# how to install tsunami sound into walther's proto 2-8-8-2?



## musicwerks (Jan 4, 2012)

Dear friends,

I have a proto 2000 2-8-8-2 with a DCC ready plug in the tender. I am modelling Virginian. 

It would have been easy and cheaper to settle for a MRC heavy steam, just unplug the dummy plug in the proto 2000 tender and replace with the 8 pin MRC heavy steam decoder and start running trains (right?)

but...I have read a lot of things about MRC sound decoder online.


Now, I am willing to fork out more cash for the Tsunami heavy steam

http://www.traintekllc.com/Soundtra...d-Decoder-Heavy-Steam/productinfo/STX-826103/

But there is no speaker and there is no 8 pin plug. I am totally new to DCC, how am I to connect the Tsunami decoder to the wires in the proto 2000 tender? 

I have no idea at all. 

Any help is appreciated. Thanks

Kiong


----------



## Brakeman Jake (Mar 8, 2009)

It's probably a matter of minutes before Sean (NIMT) pitches in to inform you.He's very knowledgeable and has great prices on Tsunami decoders.

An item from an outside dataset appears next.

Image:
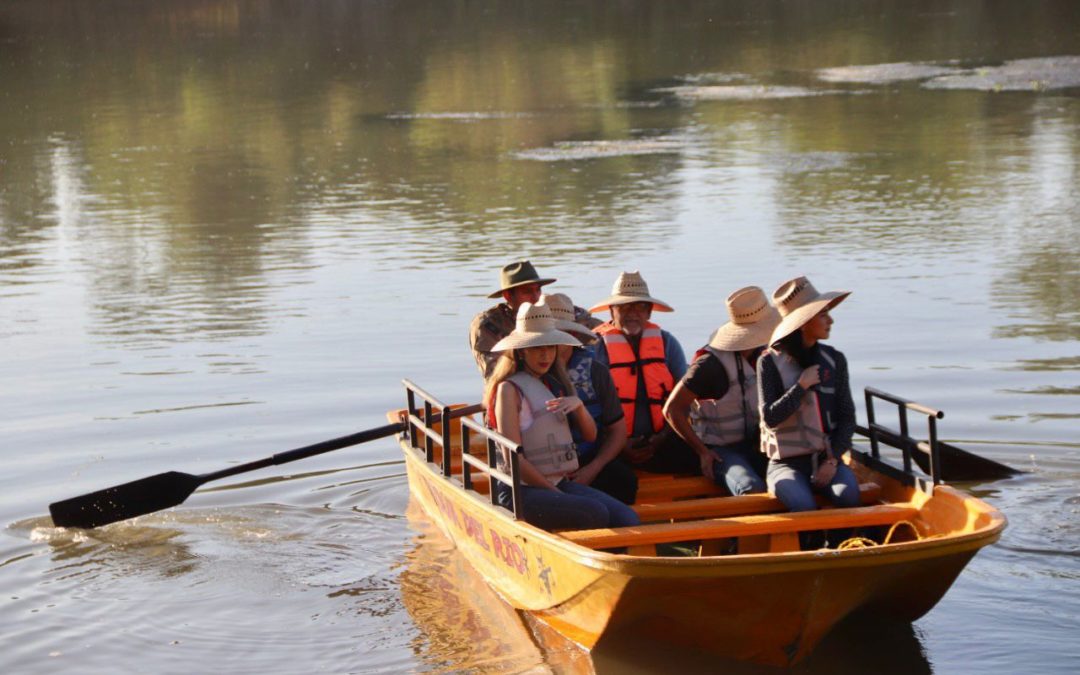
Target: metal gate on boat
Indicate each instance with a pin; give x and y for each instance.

If you want an eight pin plug,he can install one for you so you could just plug it in.You'd still have to make an enclosure for the speaker though.


----------



## blackz28 (Jan 6, 2013)

+2 on sean AKA (NIMT) i called him & bugged him on a few ideas & he put up with me lol & i hadnt sent him anything lol but i finally sent him my SATANIC MTH BIG BOY LOL & to do that i trust him 1000000000000000000000000000000000000000000%


----------



## NIMT (Jan 6, 2011)

Kiong,
On the end of the Soundtraxx TSU-1000 there is a Jst 9 pin plug, you can remove that plug and wires, and plug in a 9pin to 8 pin adapter.

That install also calls for a 810054 speaker and a 810110 baffle.
I sell for the same prices as where you where looking.


----------



## musicwerks (Jan 4, 2012)

NIMT said:


> Kiong,
> On the end of the Soundtraxx TSU-1000 there is a Jst 9 pin plug, you can remove that plug and wires, and plug in a 9pin to 8 pin adapter.
> 
> That install also calls for a 810054 speaker and a 810110 baffle.
> I sell for the same prices as where you where looking.



Hi thanks guys!

Hey Sean, can you help me? I will get as set of the things I need to make it work from you. PM me pls and I will take it up with u from there. The great thing is I need not hunt from different sources and actually have someone tell what and how to do it.

I haven't bought the hardwire Digitrax decoder for spilt frame as I figured this one will be a easier ibstallation for starters to learn. Thanks!

Kiong


----------